Он сжал кулак и с силой стукнул им по столу. Огромный семисвечник дрогнул от удара. Пламя свечей колыхнулось, затрепетало, как бы негодуя, но через мгновенье успокоилось.
Юббе и Руги беспокойно переглянулись. Рюрик смутился.
— Руги, вели подавать ужин, — справившись с волнением, охрипшим вдруг голосом попросил он.

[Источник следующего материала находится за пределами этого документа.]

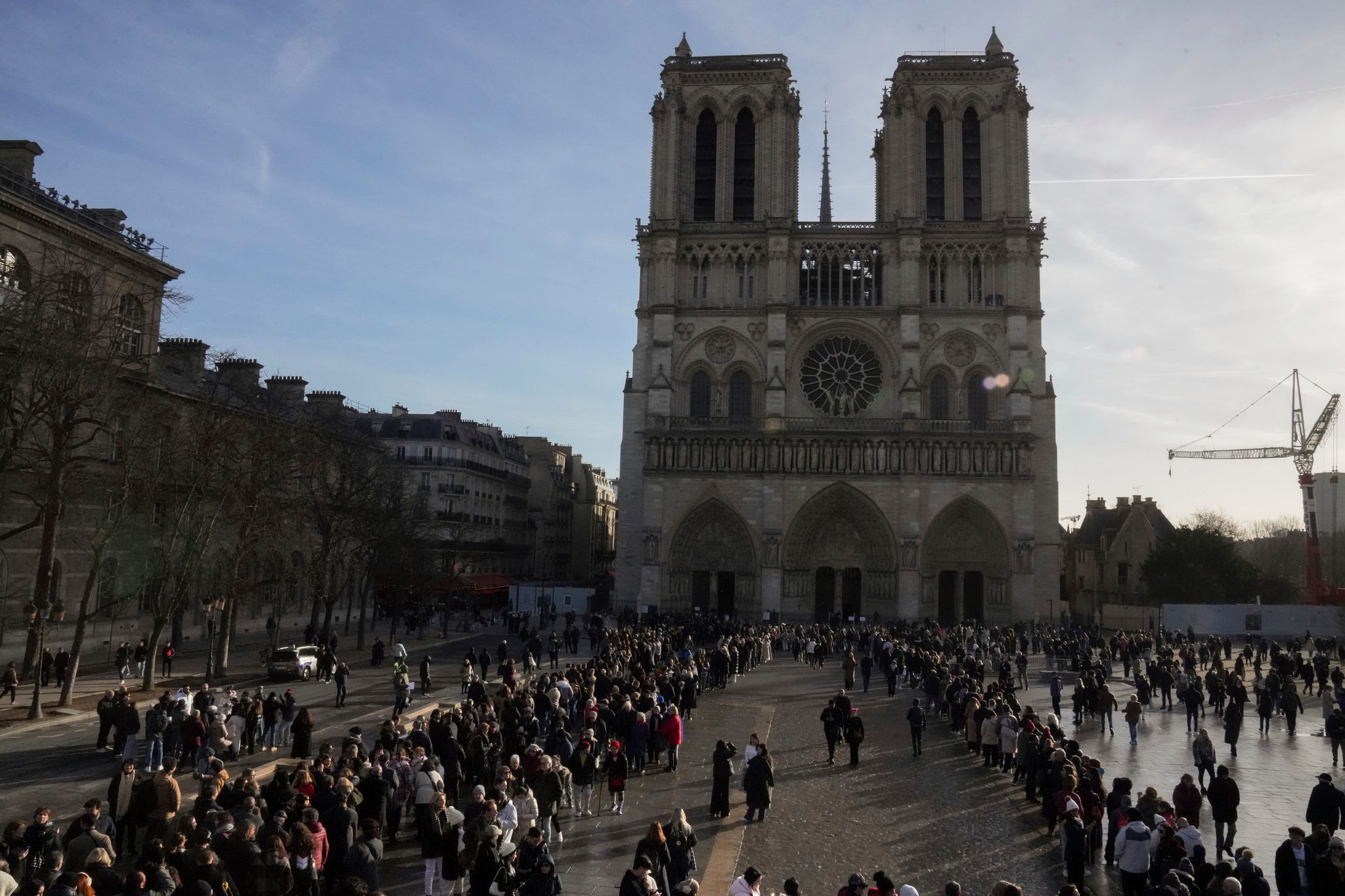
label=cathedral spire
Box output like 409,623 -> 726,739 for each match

Старый кельт охотно повиновался: хромая, он быстро пересек гридню, открыл дверь и крикнул в глубь коридора:
— Подавать князю ужин на десять людей!
Затем и сам вышел из гридни.
Тяжелая дверь гридни через некоторое время отворилась, и двое дворовых втащили объемистую деревянную кадь с водой. Ловко поставили ее на скамью, стоящую вдоль глухой стены, и проворно вышли. Руги вошел так же быстро, как и вышел. На правом его плече белело льняное полотенце. В левой руке управитель держал небольшой темный убрус, по краям которого были вывязаны узоры, состоящие из углов и продольных линий, чередующихся попеременно и означающих количество живших и погибших членов когда-то большого рода русичских князей-соколов. Это был платок, который требовал особого, почтительного отношения к себе, ибо он хранил в себе дух целого рода рарожских витязей-полководцев. Полотенце слуга аккуратно положил возле кади с водой, а с убрусом осторожно и с явным почтением подошел к котелку, что стоял в правом углу гридни на большой серебряной треноге, и молча замер.
Князья заторопились.
Вид слуги, торжественно застывшего возле священного котелка, взволновал обоих. Они быстро омыли руки и лицо в кади, молча утерлись полотенцем и тихо подошли к котелку, который пользовался особым уважением у венетов, словен и кельтов. Минуту помолчали, стоя возле священного котелка и думая каждый о своем: Юббе — о трудностях своего визита, а Рюрик молил богов Святовита и Перуна послать ему побольше воинов и как можно быстрее.
Руги поклонился котелку последним. Он тихо пробормотал какие-то слова этому символу жизни рарогов, затем покрыл его убрусом и, словно погладив, ласково провел по котелку рукой.
— Вот и все! — облегченно вздохнув, сказал старик.
— Что?! — неожиданно грозно спросил Рюрик, встав. — Что ты сказал?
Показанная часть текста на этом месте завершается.